What is the economic cost of alcohol?

Alcohol is the single most economically damaging drug in the UK.

A study in 2019 showed that UK hospitals are struggling to cope with the numbers of people whose heavy drinking habits land them in A&E or mental health units. The NHS estimates that the cost of treatment runs to £3.5bn a year.

According to The Guardian, a “major review pulling together the results of 124 previous studies involving 1.6 million hospital inpatients reveals that 20% use alcohol harmfully, for instance by binge drinking, while 10% are dependent on alcohol”.

This cost to the NHS is significantly higher than all other drug misuse combined, which currently stands at around £488m per year, according to 2017 figures.

What are the health risks?

The Center for Disease Control, notes that alcohol comes with a significant risk of short-term health risks, such as motor vehicle crashes, falls, drownings, and burns.

The risk of violence including homicide, suicide, sexual assault, and intimate partner violence are also increased by alcohol.

Long term health effects caused by alcohol include high blood pressure, heart disease, stroke, liver disease, digestive problems, numerous cancers, learning and memory problems including dementia and mental health issues such as depression and anxiety.

For cannabis, negative effects can range from confusion and temporary psychological distress to an increased risk of psychotic disorders among those who use the drug heavily and regularly. However, it is unusual to die from an overdose of cannabis.

Complications thought to relate to meth include gastrointestinal complications, cardiovascular disorders and central nervous system problems.

Cocaine and crack cocaine have been linked to respiratory disorders, cardiac arrhythmias and psychiatric disorders, while dangers listed for heroin included brain damage, respiratory diseases and suppression of the immune system.

The Economist reports that alcohol’s position as the most dangerous drug in this field is “partly the result of its widespread use, which causes greater harm to others (crack cocaine is considered the most harmful drug for the user)”.

“Drugs such as heroin, meanwhile, would be ranked lower if users could always buy an unadulterated dose, and did not have to resort to sharing needles”.

How many drug related deaths are there?

The latest figures from the Office for National Statistics show that there were 4,359 deaths related to drug poisoning in England and Wales in 2018, the highest number and the highest annual increase (16%) since records began in 1993. These statistics did not include tobacco and alcohol.

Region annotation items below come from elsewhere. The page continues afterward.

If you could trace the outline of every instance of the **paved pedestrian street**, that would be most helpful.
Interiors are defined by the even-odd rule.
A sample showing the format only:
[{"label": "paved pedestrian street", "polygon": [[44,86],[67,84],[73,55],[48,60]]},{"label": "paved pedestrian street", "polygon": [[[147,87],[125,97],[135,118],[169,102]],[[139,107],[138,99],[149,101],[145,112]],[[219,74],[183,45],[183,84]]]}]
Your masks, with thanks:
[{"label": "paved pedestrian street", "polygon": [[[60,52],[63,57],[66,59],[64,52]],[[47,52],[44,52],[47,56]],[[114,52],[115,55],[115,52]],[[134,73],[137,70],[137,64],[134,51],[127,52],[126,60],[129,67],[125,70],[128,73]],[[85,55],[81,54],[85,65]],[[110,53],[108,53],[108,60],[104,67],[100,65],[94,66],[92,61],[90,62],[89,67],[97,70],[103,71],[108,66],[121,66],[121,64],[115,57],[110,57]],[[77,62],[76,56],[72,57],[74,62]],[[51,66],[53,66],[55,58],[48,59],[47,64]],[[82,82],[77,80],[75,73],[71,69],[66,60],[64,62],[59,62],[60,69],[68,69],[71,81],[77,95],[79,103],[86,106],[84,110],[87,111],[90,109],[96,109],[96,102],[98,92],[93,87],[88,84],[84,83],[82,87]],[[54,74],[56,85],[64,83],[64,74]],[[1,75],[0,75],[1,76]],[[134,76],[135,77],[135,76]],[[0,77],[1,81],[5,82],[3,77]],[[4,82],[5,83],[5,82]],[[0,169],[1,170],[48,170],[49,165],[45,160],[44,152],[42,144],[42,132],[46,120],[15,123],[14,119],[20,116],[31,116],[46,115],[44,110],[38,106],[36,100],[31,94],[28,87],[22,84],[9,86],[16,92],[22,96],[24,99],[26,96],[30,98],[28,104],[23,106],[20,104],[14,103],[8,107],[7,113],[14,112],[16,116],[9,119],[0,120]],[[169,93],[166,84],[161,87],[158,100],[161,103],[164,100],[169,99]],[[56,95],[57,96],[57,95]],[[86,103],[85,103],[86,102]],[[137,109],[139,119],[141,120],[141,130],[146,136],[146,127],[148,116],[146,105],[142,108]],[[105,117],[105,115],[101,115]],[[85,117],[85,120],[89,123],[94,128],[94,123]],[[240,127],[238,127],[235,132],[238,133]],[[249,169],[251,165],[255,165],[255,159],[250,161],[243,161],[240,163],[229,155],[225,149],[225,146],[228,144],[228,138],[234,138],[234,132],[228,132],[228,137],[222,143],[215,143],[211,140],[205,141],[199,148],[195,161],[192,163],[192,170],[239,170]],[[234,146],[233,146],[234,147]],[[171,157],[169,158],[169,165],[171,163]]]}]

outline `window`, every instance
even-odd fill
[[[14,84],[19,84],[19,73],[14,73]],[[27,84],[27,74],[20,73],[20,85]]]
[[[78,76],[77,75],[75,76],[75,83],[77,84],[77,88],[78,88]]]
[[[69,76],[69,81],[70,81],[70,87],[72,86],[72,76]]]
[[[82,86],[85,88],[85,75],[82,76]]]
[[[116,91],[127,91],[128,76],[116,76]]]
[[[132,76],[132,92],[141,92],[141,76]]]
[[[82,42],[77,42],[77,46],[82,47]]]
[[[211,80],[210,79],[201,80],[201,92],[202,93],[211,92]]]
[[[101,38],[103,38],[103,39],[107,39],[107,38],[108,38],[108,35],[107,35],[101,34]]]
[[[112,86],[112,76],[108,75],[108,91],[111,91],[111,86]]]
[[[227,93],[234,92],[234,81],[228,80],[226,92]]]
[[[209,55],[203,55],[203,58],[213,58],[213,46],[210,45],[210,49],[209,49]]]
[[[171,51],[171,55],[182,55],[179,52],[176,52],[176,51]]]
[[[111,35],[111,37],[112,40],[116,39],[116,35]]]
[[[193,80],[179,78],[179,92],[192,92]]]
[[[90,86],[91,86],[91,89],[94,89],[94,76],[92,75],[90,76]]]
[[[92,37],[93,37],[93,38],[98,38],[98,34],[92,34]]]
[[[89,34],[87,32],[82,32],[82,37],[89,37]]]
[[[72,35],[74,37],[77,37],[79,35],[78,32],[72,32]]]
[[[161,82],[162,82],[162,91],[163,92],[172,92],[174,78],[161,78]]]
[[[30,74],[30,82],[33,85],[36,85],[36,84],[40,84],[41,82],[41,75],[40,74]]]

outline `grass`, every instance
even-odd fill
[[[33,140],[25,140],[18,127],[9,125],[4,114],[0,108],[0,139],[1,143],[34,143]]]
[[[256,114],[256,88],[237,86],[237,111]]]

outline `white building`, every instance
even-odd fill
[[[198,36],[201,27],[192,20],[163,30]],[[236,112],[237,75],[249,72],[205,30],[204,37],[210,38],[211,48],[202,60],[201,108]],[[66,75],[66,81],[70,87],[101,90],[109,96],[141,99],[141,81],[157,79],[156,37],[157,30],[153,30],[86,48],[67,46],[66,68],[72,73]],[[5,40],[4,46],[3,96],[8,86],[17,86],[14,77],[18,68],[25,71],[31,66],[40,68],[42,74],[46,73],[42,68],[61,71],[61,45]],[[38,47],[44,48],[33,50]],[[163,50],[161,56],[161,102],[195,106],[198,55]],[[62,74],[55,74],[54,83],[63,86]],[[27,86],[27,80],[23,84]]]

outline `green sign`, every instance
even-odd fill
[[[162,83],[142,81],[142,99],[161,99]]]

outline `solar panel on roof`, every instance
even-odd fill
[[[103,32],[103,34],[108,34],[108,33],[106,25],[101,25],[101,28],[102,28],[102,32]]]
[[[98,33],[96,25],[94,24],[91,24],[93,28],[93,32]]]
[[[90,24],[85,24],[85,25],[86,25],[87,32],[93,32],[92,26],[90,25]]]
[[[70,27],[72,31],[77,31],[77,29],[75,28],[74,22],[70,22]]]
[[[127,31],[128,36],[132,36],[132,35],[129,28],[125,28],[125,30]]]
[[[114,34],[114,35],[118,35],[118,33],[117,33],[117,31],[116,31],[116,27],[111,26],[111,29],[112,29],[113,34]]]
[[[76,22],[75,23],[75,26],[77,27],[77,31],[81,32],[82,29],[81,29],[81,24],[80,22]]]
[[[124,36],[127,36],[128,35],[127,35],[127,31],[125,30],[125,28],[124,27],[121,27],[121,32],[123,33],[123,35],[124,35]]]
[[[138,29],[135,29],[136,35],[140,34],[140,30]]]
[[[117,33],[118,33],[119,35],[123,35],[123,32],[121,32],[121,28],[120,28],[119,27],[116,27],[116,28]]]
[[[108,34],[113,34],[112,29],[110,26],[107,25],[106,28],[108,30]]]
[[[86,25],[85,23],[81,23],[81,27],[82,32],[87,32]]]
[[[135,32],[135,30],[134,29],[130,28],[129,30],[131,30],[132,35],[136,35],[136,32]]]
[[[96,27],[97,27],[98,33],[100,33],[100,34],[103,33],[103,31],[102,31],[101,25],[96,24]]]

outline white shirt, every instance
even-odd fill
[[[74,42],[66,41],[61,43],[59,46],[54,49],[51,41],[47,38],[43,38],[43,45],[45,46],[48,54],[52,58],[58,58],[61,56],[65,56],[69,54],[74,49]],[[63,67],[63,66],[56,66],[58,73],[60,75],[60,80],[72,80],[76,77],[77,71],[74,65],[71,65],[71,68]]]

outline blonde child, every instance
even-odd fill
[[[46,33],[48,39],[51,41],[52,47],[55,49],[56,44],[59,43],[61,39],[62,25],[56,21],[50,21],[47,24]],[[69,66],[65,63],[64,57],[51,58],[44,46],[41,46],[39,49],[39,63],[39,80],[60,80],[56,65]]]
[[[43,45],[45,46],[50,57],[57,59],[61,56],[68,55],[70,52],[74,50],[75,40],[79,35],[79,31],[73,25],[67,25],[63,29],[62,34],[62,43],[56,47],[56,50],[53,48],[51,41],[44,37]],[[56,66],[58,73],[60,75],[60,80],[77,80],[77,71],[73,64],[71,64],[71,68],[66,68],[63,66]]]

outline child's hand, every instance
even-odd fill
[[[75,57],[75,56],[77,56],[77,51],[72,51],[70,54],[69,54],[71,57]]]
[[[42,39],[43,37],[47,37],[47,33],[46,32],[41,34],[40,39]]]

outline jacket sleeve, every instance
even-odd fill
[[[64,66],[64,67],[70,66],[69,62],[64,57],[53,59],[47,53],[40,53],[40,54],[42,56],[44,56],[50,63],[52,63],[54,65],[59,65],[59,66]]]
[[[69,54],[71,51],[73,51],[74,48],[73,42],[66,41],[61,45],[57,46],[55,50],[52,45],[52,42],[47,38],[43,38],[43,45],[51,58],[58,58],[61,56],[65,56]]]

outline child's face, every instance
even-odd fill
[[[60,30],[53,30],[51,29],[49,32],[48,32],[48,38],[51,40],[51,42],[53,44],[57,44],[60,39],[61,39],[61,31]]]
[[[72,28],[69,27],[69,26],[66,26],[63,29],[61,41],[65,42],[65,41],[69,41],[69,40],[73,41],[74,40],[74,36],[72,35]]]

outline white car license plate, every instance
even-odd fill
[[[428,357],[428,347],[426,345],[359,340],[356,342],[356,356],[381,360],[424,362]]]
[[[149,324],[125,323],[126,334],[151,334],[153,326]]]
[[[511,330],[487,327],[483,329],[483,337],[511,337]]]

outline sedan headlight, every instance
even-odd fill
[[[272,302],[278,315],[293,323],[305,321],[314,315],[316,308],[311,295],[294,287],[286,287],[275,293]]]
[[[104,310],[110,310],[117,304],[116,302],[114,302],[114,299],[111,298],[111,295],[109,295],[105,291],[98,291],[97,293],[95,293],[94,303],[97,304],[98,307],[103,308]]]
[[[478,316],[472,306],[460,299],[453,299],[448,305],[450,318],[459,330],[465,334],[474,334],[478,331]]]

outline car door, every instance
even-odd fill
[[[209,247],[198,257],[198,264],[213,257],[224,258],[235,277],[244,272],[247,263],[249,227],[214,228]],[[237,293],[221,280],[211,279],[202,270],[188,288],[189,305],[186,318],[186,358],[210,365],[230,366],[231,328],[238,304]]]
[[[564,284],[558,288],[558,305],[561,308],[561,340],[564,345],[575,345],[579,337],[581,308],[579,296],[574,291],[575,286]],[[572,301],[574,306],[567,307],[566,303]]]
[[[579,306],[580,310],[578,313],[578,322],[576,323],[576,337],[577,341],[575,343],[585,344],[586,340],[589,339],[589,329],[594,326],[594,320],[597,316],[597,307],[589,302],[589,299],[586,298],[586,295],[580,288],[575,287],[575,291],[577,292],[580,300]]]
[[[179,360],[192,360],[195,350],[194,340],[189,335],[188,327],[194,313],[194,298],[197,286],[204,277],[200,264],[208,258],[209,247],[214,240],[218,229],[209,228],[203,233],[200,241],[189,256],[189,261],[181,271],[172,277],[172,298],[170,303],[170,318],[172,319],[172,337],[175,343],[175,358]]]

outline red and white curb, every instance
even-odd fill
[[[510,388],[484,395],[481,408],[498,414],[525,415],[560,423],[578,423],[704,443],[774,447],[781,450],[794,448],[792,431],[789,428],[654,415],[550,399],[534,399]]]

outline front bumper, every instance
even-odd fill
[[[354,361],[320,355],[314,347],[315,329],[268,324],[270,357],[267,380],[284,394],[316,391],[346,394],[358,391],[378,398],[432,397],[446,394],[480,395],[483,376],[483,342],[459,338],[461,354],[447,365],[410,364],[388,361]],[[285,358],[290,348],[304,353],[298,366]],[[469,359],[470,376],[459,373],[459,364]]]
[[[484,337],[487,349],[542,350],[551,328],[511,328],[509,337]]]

This is comprised of any cases where drugs were mentioned on a person's death certificate and includes drug poisoning, as well as mental and behavioural disorders caused by the use of drugs.

Between 2017 and 2018, there were increases in the number of deaths involving a wide range of substances, though opiates, such as heroin and morphine, were responsible for the highest number of deaths at 2,208.

By contrast there were 7,551 deaths registered in the UK in 2018 that related to alcohol-specific causes, lower than the previous year’s 7,697 deaths but still the second highest since 2001.